Cette anthomye joue en Algérie un rôle de quelque importance dans la destruction des œufs de sauterelles. Elle est remplacée aux Etats-Unis par une espèce connue sous le nom d’Anthomya augustifrons. Elle détruisit dans le Missouri, le Kansas et autres Etats, dix pour, cent et au-delà de l’acridien ravageur, le Caloptenus spretus[1].

Lors des invasions de 1891, 1892 et 1893, la présence de larves fut signalée sur une foule de points ; dans les trois départemens algériens, on en vit pulluler là où se trouvaient des pontes de criquets pèlerins ; devenues fortes, elles labourèrent en tous sens certains gisemens d’œufs et en détruisirent jusqu’à 50, 75 et 100 pour 100. De leur éclosion, naquirent des mouches de la taille de la mouche commune, celle qu’on appelle l’Idia lunata.

Ces mouches suivent les vols des criquets pèlerins et lorsque les acridiens atterrissent pour s’accoupler et pondre, elles voltigent autour d’eux et se posent sur les mottes de terre avoisinantes. Si l’on regarde attentivement, on est tout étonné de les voir surgir tout à coup là où leur présence n’était pas supposable, et l’on est encore plus surpris de les voir sortir des fissures du sol. Fouillant la terre, on met à découvert les grappes d’œufs des criquets, et sur ces œufs, la loupe aidant, on trouve des œufs minuscules que la forme et la structure feront reconnaître pour des œufs de mouches.

Les Idia sont capables de pénétrer dans les terres fortes pour y stériliser les œufs des sauterelles, mais elles sont impuissantes à travers les sols légers et sablonneux ; d’où deux déductions importantes.
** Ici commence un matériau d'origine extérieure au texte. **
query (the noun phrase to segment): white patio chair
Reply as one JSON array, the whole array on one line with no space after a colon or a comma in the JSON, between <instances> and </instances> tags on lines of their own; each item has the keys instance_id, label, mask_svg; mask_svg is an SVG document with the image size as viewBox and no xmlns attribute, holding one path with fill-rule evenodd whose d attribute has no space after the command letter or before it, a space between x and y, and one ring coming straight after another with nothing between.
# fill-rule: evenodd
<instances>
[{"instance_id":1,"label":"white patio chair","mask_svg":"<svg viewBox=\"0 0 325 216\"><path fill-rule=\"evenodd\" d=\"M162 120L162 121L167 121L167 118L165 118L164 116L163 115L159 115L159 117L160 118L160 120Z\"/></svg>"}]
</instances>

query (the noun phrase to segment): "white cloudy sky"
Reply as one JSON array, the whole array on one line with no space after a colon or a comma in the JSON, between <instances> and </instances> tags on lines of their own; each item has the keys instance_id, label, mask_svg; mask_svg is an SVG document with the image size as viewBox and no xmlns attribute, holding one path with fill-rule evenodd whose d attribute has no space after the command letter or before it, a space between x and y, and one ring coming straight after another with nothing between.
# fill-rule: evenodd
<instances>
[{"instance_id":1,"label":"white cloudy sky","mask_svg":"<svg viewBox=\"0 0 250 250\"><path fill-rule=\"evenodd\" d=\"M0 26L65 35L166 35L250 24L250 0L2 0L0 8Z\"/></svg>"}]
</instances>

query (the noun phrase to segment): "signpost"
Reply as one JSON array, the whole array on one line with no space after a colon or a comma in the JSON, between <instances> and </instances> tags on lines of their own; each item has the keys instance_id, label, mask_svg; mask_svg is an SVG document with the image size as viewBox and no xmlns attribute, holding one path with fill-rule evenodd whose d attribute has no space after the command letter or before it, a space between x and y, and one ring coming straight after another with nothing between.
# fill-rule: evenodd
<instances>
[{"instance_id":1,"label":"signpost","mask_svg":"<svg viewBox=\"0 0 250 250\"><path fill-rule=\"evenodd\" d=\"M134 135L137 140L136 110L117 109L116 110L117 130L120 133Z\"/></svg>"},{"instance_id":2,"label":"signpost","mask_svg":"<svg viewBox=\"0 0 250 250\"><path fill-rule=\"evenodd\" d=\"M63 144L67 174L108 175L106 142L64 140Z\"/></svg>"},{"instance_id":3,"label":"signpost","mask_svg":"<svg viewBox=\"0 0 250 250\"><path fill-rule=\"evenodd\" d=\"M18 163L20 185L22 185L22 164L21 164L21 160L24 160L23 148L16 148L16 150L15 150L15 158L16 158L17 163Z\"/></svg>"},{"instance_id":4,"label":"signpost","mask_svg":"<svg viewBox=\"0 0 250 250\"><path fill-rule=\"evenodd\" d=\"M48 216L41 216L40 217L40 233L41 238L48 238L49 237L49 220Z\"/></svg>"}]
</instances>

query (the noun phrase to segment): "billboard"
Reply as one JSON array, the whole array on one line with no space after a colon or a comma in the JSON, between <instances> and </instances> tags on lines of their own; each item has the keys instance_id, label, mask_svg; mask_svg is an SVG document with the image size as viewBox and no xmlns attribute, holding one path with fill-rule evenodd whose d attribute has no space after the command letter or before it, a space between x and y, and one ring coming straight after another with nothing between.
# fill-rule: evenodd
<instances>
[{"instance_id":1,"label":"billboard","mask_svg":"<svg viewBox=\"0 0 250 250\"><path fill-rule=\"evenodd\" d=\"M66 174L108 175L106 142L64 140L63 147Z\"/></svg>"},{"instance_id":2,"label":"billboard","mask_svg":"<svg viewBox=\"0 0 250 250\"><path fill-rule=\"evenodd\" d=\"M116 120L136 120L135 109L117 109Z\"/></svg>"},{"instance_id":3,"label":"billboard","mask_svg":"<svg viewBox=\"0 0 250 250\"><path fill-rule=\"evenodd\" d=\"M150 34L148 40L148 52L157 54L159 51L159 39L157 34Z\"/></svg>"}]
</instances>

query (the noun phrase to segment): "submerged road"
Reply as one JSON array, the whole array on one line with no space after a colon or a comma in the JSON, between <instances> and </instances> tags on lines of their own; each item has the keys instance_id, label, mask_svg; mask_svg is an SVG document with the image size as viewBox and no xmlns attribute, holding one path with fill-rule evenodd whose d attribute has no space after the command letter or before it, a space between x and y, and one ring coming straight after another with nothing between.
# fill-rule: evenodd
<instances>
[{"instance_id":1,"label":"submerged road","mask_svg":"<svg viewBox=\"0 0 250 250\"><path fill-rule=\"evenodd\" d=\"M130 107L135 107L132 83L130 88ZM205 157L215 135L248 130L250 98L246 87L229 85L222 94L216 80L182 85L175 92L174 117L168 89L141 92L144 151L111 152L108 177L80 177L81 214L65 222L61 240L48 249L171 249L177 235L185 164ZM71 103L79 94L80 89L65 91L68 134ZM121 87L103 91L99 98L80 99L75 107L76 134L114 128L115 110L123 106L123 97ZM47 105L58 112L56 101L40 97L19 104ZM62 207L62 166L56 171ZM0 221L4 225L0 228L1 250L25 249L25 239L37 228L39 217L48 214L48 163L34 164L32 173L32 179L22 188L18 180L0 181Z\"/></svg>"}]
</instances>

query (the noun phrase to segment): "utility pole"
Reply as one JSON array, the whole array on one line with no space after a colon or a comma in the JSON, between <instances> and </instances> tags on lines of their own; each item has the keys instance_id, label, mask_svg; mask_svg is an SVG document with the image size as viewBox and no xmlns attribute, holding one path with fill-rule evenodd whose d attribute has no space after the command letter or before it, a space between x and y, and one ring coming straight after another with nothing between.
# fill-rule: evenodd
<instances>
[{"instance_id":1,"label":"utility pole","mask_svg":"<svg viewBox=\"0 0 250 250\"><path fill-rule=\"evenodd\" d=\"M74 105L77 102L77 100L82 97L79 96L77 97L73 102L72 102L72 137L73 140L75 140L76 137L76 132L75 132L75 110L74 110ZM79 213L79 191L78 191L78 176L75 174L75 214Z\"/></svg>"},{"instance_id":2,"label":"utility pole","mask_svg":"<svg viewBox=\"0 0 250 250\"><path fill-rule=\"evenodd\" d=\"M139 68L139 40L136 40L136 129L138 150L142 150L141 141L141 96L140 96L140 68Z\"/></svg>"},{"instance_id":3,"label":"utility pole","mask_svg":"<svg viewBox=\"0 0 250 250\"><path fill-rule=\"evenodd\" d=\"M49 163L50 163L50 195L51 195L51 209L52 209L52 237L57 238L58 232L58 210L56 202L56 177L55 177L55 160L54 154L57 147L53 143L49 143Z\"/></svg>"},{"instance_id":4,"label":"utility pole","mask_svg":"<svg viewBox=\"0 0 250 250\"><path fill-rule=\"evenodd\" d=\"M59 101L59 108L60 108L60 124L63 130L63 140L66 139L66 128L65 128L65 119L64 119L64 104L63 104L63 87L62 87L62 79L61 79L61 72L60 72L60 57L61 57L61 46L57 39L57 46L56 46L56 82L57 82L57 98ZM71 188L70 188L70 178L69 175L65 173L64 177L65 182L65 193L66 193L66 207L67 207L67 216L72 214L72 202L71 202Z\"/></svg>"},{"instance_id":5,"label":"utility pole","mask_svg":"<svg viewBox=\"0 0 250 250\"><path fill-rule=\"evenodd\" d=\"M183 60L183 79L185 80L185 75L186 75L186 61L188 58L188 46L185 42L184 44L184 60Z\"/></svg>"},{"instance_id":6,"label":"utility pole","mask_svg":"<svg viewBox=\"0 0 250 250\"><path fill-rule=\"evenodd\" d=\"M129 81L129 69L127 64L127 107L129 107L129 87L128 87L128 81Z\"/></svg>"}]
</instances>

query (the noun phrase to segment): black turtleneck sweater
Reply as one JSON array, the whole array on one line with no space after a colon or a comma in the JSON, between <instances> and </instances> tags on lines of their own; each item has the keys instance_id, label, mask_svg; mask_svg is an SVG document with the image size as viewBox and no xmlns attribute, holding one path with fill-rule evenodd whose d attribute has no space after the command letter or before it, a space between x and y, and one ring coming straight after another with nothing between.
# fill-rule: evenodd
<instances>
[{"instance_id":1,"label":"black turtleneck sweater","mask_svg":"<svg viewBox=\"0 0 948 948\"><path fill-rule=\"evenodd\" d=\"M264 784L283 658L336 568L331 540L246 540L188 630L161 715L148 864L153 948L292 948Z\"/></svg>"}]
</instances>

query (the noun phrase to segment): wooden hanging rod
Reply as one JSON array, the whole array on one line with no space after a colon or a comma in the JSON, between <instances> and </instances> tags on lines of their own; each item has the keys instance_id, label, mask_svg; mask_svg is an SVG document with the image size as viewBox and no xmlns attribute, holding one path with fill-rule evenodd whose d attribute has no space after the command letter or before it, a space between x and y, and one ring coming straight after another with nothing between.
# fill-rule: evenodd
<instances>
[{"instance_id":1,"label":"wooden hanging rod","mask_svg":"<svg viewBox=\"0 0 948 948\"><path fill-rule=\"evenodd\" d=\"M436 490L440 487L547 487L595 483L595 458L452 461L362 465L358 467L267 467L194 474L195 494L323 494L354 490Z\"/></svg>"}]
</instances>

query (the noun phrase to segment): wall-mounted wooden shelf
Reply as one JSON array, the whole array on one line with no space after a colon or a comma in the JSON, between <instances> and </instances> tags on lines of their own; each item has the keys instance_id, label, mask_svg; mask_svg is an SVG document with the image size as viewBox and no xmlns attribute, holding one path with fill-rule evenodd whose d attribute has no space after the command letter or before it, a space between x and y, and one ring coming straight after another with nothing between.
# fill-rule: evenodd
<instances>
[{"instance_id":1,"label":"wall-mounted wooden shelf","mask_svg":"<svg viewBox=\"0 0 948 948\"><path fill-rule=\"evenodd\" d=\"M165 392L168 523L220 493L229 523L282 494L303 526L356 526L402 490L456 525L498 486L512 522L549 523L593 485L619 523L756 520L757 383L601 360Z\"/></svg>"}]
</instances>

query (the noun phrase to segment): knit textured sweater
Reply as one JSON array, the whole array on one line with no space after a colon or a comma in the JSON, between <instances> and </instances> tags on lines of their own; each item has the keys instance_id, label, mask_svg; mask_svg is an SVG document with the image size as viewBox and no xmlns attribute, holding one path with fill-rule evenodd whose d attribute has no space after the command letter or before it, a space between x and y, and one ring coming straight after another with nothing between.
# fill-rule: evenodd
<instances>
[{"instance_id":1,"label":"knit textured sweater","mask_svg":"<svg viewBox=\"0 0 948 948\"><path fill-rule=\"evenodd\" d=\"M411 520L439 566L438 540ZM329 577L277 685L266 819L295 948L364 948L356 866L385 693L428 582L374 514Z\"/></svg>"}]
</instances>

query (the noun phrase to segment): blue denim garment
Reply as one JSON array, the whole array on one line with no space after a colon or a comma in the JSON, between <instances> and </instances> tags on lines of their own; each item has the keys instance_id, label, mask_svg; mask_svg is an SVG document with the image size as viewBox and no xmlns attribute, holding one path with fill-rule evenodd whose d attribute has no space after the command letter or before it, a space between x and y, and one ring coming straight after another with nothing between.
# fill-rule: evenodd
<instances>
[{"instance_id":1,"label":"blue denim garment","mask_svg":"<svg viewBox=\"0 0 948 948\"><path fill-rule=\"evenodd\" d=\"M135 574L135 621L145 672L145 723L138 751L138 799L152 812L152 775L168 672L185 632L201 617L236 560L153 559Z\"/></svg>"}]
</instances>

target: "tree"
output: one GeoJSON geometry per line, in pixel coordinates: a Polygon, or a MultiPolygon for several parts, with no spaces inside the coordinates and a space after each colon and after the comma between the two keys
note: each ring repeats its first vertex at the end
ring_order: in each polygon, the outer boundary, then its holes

Si les Idia peuvent détruire totalement les pontes des criquets pèlerins déposées dans les terres fortes, elles ne s’attaquent jamais à celles enfouies dans les sables ; cela explique le choix que l’Acridium peregrinum fait, pour y effectuer le dépôt de ses œufs, des terrains légers et frais : lits de rivières, et dunes des bords de la mer. D’autre part, le parasitisme exerçant sa puissance sur les pontes confiées aux terres fortes qui sont cultivées de préférence, il y a le plus grand intérêt à surveiller les

  1. First animal Report of the United States entomological Commission for the year 1877, relating to the Rocky Mountain Locust. Washington, 1878.